Можно было бы и не вспоминать здесь эту историю. Но она, несомненно, занимала мысли Резерфорда.
Прошло время, и уже в начале нашего столетия он сам был награжден медалью Румфорда. Узнав об этом из дружеской телеграммы, но не получив еще официального сообщения из Лондона, он не без иронии написал Мэри Ньютон: «Верю, что все в порядке и медаль не подверглась делению, как в случае Ленарда и Рентгена из-за X-лучей». Эта фраза означала: «Надеюсь, не объявился претендент на сделанные мною открытия, а если и объявился — Королевское общество на сей раз не повторило своей былой ошибки!»
Но вернемся к той осени в конце минувшего года, когда молодой Резерфорд еще ничего не знал о событии, происшедшем в лаборатории Вюрцбургского университета.
Я назвал агент, исходящий из стенок разрядной трубки, лучами, руководствуясь отчасти тем, что при помещении между трубкой и экраном (или фотографической пластинкой) более или менее проницаемого предмета получается вполне правильная тень.
Я наблюдал, а частью сфотографировал большое количество таких теневых картин, получение которых доставляет иногда совсем особого рода удовольствие. У меня есть, например, фотография тени профиля двери, разделяющей две комнаты… фотография тени костей… запертого в ящике набора разновесок…
Это было написано в § 14 первого сообщения Рентгена об открытии X-лучей. Стоял уже декабрь. Кончалось рождество. Сообщение подытоживало первые месяцы придирчивого ознакомления со свойствами нового «агента». Эти свойства вызывали недоверие. Но доверие вызывал Рентген. Секретарь Вюрцбургского научного общества немедленно отправил рукопись к печатнику.
Была последняя суббота 1895 года. Наверное, и печатнику подумалось, что для старого Вюрцбурга пробил, наконец, звездный час. В день Нового года на столе у Рентгена уже высилась стопка десятистраничных брошюр с готическим заглавием — «О новом роде лучей». А рядом лежала другая стопка — выполненные в лаборатории фотографии невидимого: первые в мире рентгеновские снимки, сделанные самим Рентгеном. Была и третья стопка — конверты.
Десять конвертов. Десять адресов. В каждом конверте — экземпляр брошюры и набор снимков. Через несколько дней десять авторитетнейших физиков Европы получили своеобразное новогоднее послание с берегов Майна от профессора В. К. Рентгена, чье экспериментаторское искусство было им, конечно, известно, но с чьим именем до сих пор не связывалось никаких выдающихся открытий.
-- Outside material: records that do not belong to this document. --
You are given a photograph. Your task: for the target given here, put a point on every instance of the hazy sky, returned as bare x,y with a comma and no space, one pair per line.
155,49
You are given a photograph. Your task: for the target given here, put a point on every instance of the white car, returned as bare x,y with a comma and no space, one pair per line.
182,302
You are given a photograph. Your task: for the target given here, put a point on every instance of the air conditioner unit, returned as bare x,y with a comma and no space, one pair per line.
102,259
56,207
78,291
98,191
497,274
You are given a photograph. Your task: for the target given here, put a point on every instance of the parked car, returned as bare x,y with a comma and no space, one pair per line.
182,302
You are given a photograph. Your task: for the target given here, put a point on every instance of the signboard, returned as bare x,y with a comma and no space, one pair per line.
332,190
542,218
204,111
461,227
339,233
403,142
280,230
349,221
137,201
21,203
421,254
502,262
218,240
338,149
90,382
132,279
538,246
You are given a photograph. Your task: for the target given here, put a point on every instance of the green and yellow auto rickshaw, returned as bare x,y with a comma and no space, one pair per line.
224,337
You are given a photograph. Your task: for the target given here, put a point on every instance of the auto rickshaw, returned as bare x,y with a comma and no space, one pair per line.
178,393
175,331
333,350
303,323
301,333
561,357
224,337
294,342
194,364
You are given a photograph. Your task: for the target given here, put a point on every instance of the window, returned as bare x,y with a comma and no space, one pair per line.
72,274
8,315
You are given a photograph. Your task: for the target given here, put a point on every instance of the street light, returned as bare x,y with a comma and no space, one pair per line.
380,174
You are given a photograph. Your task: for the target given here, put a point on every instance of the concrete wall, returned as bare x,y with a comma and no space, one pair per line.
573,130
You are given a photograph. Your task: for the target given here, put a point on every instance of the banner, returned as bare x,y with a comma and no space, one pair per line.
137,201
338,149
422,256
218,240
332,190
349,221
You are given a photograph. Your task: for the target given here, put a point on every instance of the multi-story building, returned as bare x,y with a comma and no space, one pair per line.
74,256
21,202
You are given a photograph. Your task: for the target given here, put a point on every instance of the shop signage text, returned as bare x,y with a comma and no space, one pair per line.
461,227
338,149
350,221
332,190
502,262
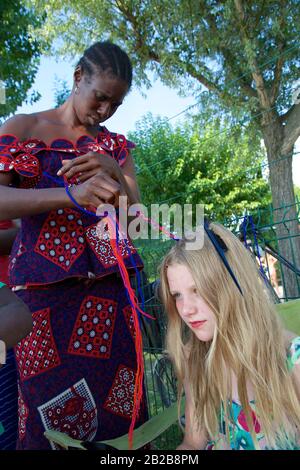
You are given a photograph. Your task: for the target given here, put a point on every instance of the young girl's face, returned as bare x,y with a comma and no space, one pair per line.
191,307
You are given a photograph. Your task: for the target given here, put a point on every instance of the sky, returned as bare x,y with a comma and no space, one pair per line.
159,100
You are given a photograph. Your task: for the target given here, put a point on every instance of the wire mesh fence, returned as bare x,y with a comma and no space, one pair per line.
262,232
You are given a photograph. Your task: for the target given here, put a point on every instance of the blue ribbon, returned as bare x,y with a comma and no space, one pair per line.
221,252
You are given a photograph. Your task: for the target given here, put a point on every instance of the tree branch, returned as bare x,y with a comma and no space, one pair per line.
277,76
291,129
256,73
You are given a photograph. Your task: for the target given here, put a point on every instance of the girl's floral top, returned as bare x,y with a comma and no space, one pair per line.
240,437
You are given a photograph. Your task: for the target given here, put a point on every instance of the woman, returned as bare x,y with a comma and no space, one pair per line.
8,372
77,368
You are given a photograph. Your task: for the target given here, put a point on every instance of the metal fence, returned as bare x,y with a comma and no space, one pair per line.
263,233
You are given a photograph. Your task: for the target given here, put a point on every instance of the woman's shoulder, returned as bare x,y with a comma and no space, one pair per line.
20,125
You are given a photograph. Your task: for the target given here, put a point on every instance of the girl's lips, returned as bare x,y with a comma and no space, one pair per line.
197,324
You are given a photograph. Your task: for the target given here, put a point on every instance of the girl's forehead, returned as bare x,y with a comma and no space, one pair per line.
108,84
179,274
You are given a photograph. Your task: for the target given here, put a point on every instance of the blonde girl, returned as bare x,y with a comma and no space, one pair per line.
239,369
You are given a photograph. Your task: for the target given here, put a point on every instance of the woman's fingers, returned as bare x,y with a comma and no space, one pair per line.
88,162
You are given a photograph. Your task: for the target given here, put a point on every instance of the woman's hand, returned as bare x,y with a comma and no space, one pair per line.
97,190
88,165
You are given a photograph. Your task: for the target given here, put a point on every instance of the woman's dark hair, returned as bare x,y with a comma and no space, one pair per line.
105,56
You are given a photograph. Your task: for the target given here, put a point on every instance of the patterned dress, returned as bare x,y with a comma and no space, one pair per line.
77,367
240,437
8,377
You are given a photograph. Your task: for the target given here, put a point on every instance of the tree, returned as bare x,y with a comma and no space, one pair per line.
188,165
19,54
244,54
61,92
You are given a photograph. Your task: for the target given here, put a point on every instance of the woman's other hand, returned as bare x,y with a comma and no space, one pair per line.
88,165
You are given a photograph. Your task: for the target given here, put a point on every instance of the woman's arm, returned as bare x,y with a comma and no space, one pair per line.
15,318
86,166
18,203
7,238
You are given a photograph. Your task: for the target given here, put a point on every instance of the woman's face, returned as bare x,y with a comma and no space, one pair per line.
98,97
190,305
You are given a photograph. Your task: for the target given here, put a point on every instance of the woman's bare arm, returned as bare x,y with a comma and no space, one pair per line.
15,318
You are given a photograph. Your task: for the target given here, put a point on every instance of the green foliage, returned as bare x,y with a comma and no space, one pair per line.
188,43
19,53
192,165
61,92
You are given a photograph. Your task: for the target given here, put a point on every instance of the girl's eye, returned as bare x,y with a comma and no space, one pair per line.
176,295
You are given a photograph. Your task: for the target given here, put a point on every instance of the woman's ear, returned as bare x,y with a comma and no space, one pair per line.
78,75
А широкой публике это имя не говорило ничего. Есть забавное тому доказательство. Одно из вюрцбургских посланий пришло в Вену. О нем узнала пресса. Венские корреспонденты разных газет поспешили сообщить в свои редакции, что некий немецкий ученый Роутген сделал небывалое изобретение: он научился фотографировать скрытое! Даже кости живой человеческой руки!.. «Роутген» в несколько дней стал популярней Эдисона. В истинного же «Рентгена» он превратился чуть позже, когда торопливая репортерская молва сменилась нескудеющей научной славой. Произошло это и вправду быстро, потому что на сей раз небывалое оказалось легко воспроизводимым: разрядные трубки и фотографические пластинки не были диковинкой для экспериментаторов.
«Совсем особого рода удовольствие», о котором позволил себе написать застегнутый на все пуговицы, педантически строгий Рентген, стало достоянием энтузиастов во всем мире. Любопытно: среди них был Александр Попов. В Кронштадтском музее, где хранятся реликвии великой поры изобретения радио, можно увидеть и прекрасные рентгенограммы. Они сделали бы честь и современному рентгенографу. А датированы они — трудно поверить! — февралем 1896 года. Очевидно, одно из своих новогодних посланий Рентген отправил в Петербург.
Два других пришли в Париж и Кембридж.
В Париж — Анри Пуанкаре.
В Кембридж — Дж. Дж. Томсону.
Вот эти-то два послания сыграли историческую роль в возникновении современной физики микромира. Они определили и научную судьбу Эрнста Резерфорда.
6
Странное дело — почему, посылая свою работу в Париж, Рентген решил адресоваться к Анри Пуанкаре? Меньше всего Пуанкаре мог почитаться авторитетом в экспериментальной физике. И в технике тоже (хотя некогда он и учился в Политехнической и Горной школах Франции). Он был гениальным математиком. И физиком-теоретиком. К тому же из числа тех, кого волновали не столько подробности физического знания, сколько само устройство мира… Так не означал ли выбор Рентгена, что он увидел в своем открытии нечто большее, чем «новый способ фотографирования»?